High Court Rejects D.C. Sniper Execution Appeal

(CN) - The U.S. Supreme Court on Monday refused to stay the execution of John Allen Muhammad, the so-called "Beltway sniper," who shot 16 people in the Washington area in 2002, killing 10. He is set to be executed on Tuesday.

Justices John Paul Stevens, Ruth Bader Ginsburg and Sonia Sotomayor said the case "highlights once again the perversity of executing inmates before their appeals process have been fully concluded."

The high court typically would have reviewed Muhammad's petition at its conference on Nov. 24. But a federal judge in Virginia set the execution date for Nov. 10, forcing the justices to "resolve the petition on an expedited basis," Stevens wrote.

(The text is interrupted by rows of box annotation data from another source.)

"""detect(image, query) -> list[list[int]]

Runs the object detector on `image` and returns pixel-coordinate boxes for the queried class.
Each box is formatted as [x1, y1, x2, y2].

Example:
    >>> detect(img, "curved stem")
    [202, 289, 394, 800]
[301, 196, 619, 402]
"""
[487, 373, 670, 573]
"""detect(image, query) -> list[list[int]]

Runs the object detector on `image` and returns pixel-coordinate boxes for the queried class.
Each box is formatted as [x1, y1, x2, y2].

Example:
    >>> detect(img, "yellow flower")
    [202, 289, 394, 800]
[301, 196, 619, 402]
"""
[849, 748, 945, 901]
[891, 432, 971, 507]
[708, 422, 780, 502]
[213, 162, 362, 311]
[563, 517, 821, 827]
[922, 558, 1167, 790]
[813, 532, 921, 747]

"By denying Muhammad's stay application, we have allowed Virginia to truncate our deliberative process on a matter - involving a death-row inmate - that demands the more careful attention," he added. "This result is particularly unfortunate in light of the limited time Muhammad was given to make his case in the District Court."

Stevens said the court would be "wise" to stay all executions scheduled before the justices have been able to fully review a death-row inmate's first application for a federal writ of habeas corpus.

"Such a practice would give meaningful effect to the distinction Congress has drawn between first and successive habeas petitions," Stevens wrote. "It would also serve the interests of avoiding irreversible error, facilitating the efficient management of our docket, and preserving basic fairness by ensuring death-row inmates receive the same procedural safeguards that ordinary inmates receive."

Though Stevens, Ginsburg and Sotomayor cautioned the court against acting hastily, they ultimately agreed with the Supreme Court's refusal to take up Muhammad's appeal.

Muhammad had unsuccessfully appealed his conviction and sentence to the 4th Circuit, claiming prosecutors buried evidence pointing to a lone sniper. He said the harsh capital sentence was based, in part, on the prosecution's claim that he had influenced his teen accomplice, Lee Boyd Malvo, who is serving life in prison.

Muhammad was sentenced to death for gunning down a man at a gas station during a three-day shooting rampage in the D.C. metropolitan area in October 2002.